UC-Davis has announced an investigation into the officer’s action and whether it was merited and legal. It is a familiar pattern — the video is uploaded, it spreads, outrage develops and then the institution issues a seemingly reluctant and reactive plea for caution. We don’t know the context. We don’t know what really happened.

That kind of caution grew out of an age of skepticism in response to the manipulation of photographs by unscrupulous agents, including totalitarian governments. It was an appropriate skepticism, engendering a valuable resistance to the extraordinary power of images to seem transparently truthful.

The times may be changing. Video can be as easily manipulated as photography, but multiple videos from multiple perspectives, arriving within hours or minutes after an event, require a different kind of skepticism. The repeated claims by officials that our eyes are lying begin to seem more and more incredible.
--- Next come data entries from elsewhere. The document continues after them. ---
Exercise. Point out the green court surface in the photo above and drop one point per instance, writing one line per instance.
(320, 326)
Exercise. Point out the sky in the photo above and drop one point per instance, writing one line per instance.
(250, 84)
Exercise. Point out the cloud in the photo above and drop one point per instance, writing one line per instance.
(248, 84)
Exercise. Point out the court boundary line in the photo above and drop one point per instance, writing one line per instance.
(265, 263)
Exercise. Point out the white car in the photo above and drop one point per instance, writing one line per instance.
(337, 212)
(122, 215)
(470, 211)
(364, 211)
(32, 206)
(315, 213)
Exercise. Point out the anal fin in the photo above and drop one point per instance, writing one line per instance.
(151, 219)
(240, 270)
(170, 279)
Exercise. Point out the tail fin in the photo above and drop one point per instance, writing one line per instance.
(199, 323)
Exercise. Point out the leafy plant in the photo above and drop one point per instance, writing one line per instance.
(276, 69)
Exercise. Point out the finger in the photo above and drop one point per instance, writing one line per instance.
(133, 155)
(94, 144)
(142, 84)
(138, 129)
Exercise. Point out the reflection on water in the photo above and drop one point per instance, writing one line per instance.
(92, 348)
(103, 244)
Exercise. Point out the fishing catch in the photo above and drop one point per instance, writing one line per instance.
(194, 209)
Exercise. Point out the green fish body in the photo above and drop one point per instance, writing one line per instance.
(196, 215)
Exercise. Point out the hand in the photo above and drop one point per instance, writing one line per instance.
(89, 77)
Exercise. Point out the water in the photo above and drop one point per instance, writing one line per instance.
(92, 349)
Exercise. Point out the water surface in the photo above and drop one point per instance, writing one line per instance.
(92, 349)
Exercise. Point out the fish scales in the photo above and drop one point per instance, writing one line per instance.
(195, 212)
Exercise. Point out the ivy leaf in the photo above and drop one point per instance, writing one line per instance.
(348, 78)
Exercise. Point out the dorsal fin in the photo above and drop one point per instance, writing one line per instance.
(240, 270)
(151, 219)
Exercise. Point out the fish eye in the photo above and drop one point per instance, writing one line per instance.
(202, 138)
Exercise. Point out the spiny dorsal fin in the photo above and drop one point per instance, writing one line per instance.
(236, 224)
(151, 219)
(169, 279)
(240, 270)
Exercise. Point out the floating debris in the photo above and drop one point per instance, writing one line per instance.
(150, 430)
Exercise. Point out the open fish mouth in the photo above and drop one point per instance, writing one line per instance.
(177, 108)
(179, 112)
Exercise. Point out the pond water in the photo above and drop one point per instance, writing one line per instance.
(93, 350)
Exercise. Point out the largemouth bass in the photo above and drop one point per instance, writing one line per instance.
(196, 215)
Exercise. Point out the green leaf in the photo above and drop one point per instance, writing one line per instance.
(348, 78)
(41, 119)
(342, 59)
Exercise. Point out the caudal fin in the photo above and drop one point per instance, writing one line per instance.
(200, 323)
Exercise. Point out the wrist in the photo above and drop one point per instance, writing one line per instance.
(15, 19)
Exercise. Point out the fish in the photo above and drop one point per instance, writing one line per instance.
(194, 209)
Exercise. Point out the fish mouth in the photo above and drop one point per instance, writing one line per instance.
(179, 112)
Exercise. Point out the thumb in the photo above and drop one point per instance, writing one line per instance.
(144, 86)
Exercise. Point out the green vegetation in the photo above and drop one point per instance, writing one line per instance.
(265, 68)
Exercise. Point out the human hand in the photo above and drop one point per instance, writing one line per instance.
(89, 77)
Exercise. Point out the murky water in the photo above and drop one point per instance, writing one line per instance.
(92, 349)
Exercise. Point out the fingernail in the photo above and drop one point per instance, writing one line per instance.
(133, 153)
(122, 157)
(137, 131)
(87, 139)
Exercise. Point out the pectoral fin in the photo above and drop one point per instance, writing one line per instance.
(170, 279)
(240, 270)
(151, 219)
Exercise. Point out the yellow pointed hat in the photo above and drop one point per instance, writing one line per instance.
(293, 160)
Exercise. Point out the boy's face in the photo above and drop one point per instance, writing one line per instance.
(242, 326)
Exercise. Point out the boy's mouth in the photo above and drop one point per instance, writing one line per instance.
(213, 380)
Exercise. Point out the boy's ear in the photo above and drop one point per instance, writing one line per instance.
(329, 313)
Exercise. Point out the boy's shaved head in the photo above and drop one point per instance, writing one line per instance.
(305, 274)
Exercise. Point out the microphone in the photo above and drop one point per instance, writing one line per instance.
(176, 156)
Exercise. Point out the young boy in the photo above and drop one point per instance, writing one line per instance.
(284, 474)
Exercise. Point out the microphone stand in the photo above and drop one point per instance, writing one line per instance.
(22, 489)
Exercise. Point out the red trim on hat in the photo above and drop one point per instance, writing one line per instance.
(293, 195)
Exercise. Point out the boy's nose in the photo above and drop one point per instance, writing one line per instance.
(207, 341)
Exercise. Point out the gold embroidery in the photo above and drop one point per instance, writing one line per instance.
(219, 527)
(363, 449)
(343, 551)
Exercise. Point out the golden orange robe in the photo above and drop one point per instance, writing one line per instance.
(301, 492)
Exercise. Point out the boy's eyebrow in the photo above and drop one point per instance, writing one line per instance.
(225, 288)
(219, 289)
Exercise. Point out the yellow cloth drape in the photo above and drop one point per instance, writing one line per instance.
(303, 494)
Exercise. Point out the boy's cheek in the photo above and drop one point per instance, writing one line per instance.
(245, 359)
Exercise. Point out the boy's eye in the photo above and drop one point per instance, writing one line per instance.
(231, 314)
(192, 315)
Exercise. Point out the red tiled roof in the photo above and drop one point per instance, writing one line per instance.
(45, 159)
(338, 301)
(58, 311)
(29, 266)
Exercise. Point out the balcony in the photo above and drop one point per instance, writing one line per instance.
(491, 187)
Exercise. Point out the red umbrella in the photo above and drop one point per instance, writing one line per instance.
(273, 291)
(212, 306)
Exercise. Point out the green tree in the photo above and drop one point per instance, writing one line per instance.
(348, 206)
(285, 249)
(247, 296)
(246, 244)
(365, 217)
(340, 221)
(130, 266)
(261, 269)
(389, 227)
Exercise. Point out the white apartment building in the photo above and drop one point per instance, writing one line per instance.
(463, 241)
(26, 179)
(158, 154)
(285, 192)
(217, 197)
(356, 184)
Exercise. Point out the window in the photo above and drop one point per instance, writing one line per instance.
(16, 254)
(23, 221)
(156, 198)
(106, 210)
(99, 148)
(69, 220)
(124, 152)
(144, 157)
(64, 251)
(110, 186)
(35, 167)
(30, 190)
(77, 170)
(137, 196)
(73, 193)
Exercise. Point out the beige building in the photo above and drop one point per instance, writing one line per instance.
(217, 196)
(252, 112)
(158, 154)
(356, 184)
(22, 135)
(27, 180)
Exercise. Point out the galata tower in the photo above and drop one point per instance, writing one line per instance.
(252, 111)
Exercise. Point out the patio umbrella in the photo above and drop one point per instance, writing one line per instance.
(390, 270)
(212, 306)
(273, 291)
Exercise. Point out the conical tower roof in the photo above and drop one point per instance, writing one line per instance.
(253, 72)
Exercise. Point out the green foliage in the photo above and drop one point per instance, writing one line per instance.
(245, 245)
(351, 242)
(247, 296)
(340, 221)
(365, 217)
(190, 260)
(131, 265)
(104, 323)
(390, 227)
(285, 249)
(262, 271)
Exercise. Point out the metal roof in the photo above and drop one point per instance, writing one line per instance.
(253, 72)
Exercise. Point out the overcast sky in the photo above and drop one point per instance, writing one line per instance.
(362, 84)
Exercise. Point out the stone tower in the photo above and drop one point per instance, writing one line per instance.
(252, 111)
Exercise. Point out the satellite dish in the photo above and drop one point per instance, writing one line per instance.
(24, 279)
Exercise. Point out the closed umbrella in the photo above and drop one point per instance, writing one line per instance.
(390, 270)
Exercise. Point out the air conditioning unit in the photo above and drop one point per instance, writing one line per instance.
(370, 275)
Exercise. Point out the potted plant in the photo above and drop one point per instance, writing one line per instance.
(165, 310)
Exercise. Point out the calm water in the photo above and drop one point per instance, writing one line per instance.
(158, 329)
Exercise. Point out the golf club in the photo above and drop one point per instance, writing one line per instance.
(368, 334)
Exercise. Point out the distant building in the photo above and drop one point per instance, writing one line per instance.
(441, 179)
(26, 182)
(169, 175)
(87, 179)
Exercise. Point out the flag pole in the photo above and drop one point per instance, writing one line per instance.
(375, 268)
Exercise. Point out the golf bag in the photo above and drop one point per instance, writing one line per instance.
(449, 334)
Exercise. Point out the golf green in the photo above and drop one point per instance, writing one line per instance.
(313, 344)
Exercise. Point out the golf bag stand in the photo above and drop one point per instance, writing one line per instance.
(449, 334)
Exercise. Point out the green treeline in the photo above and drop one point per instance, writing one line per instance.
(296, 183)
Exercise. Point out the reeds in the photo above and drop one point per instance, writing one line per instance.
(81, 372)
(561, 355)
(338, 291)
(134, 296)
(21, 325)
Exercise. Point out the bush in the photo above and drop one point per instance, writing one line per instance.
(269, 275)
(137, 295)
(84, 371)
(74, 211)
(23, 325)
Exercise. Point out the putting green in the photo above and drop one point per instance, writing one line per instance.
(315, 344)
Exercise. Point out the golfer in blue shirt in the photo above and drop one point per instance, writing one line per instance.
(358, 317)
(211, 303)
Update 2011nov24: Here is a bit from a post by Judy Stone on the Scientific American blog:
There are reports of the efficacy of capsaicin in crowd control, but little regarding trials of exposures. Perhaps this is because pepper spray is regulated by the Environmental Protection Agency, as a pesticide and not by the FDA.

The concentration of capsaicin in bear spray is 1-2%; it is 10-30% in “personal defense sprays.”

While the police might feel reassured by the study, “The effect of oleoresin capsicum “pepper” spray inhalation on respiratory function,” I was not. This study met the “gold standard” of clinical trials, in that it was a “randomized, cross-over controlled trial to assess the effect of Oleoresin capsicum (OC) spray inhalation on respiratory function by itself and combined with restraint.” However, while the OC exposure showed no ill effect, only 34 volunteers were exposed to only 1 sec of Cap-Stun 5.5% OC spray by inhalation “from 5 ft away as they might in the field setting (as recommended by both manufacturer and local police policies).”

By contrast, an ACLU report, “Pepper Spray Update: More Fatalities, More Questions” found, in just two years, 26 deaths after OC spraying, noting that death was more likely if the victim was also restrained. This translated to 1 death per 600 times police used spray. (The cause of death was not firmly linked to the OC). According to the ACLU, “an internal memorandum produced by the largest supplier of pepper spray to the California police and civilian markets” concludes that there may be serious risks with more than a 1 sec spray. A subsequent Department of Justice study examined another 63 deaths after pepper spray during arrests; the spray was felt to be a “contributing factor” in several.

A review in 1996 by the Division of Epidemiology of the NC DHHS and OSHA concluded that exposure to OC spray during police training constituted an unacceptable health risk.